Achtsamkeit

„Nachgespürt“ – Gedanken zum Yogaunterricht von Susanne

Achtsamkeitsschulung der Weg in die Ego-Gesellschaft?

Neulich las ich die erfrischende Stern-Kolumne von Meike Winnemuth, in der sie eine zunehmende Individualisierung der Gesellschaft anprangert und Schuld daran wäre u.a. der neue Achtsamkeitswahn, der als höchstes Ziel die Konzentration auf die eigene Befindlichkeit hat.

Recht hat sie, überall werden Seminare angeboten, die Achtsamkeit als das Mittel der Wahl gegen Zivilisationsstress, erhöhte Arbeitsbelastung und Medienwahn preisen. Ich als Yogalehrerin und Seminarleiterin bin Teil dieser Bewegung, stehe ihr jedoch auch kritisch gegenüber. Es ist durchaus sinnvoll zu hinterfragen, ob die neue Beschäftigung mit dem eigenen Atem, Körper und Geist uns weg vom Gegenüber führt und ob wir (Zitat M.W.) „wirklich gewappneter für diese schmuddelige Welt sind, wenn das Hirn wie ein frisch gemangeltes weißes Laken in der sanften Brise ewiger Glückseligkeit flattert?“

Ja, liebe Frau Winnemuth, ich denke schon, dass wir das sind. Denn ihre Ausführungen sind zu kurz gedacht. Natürlich beschäftigen wir uns im Yoga, in der Meditation, im Bodyscan ausführlich und ausschließlich mit uns selbst. Aber zu welchem Zweck? Doch nur, um den Herausforderungen des Alltags besser gewappnet begegnen zu können.

Welche Mutter kann sich liebevoller um ihren Nachwuchs kümmern? Diejenige, die ständig über ihre Grenzen geht, die niemals Nein sagt, weil sie gar nicht mehr mitbekommt, wann sie am Limit ist? Oder diejenige, die aufgrund von Achtsamkeitsschulung wieder neu gelernt hat, wann ihr Atemmuster, ihre Verspannungen, die zunehmenden Rückenschmerzen eindeutige Signale senden, auf die sie nun mit den erlernten Methoden reagieren kann?

Welcher Manager ist der bessere Chef? Derjenige, der sich so weit von sich selbst und der Natur entfernt hat, dass er nur noch für die Arbeit lebt oder derjenige, der in seinem letzten Seminar erfahren hat, worum es im Leben eigentlich geht und wie er sein Stressniveau dauerhaft senken kann?

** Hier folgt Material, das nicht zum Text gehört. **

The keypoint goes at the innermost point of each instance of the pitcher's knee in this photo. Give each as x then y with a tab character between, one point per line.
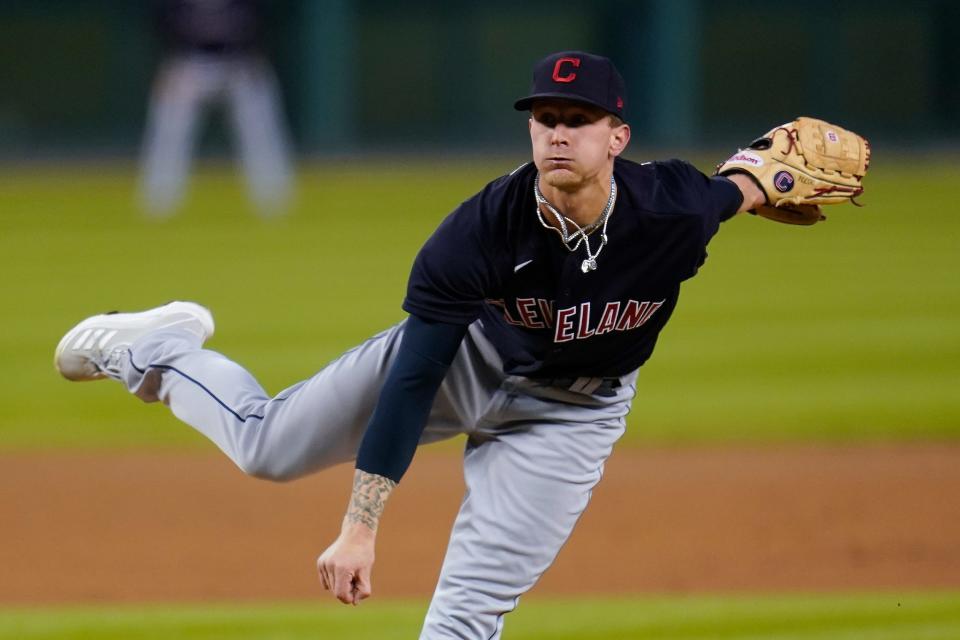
263	469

Achtsamkeitsschulung leistet einen großen und notwendigen Beitrag, den Problemen unserer Gesellschaft zu begegnen. Aber sie darf wie jede gute Therapie nicht als alleinige Waffe gegen zunehmende Arbeitsbelastung und Entfremdung von der eigenen Natur gesehen werden. Hier, liebe Firmenchefs, flankiert das Ganze doch mit weiteren Maßnahmen. Stellt euch gegen weiteren Personalabbau, schafft Großraumbüros ab, sorgt für die Einhaltung von Pause …

Dann fruchten auch die Gesundheitsprogramme, die ihr euren Mitarbeitern aufs Auge drückt. Aber dazu besucht am besten ein Achtsamkeitsseminar, dann lernt ihr selbst, worauf es ankommt.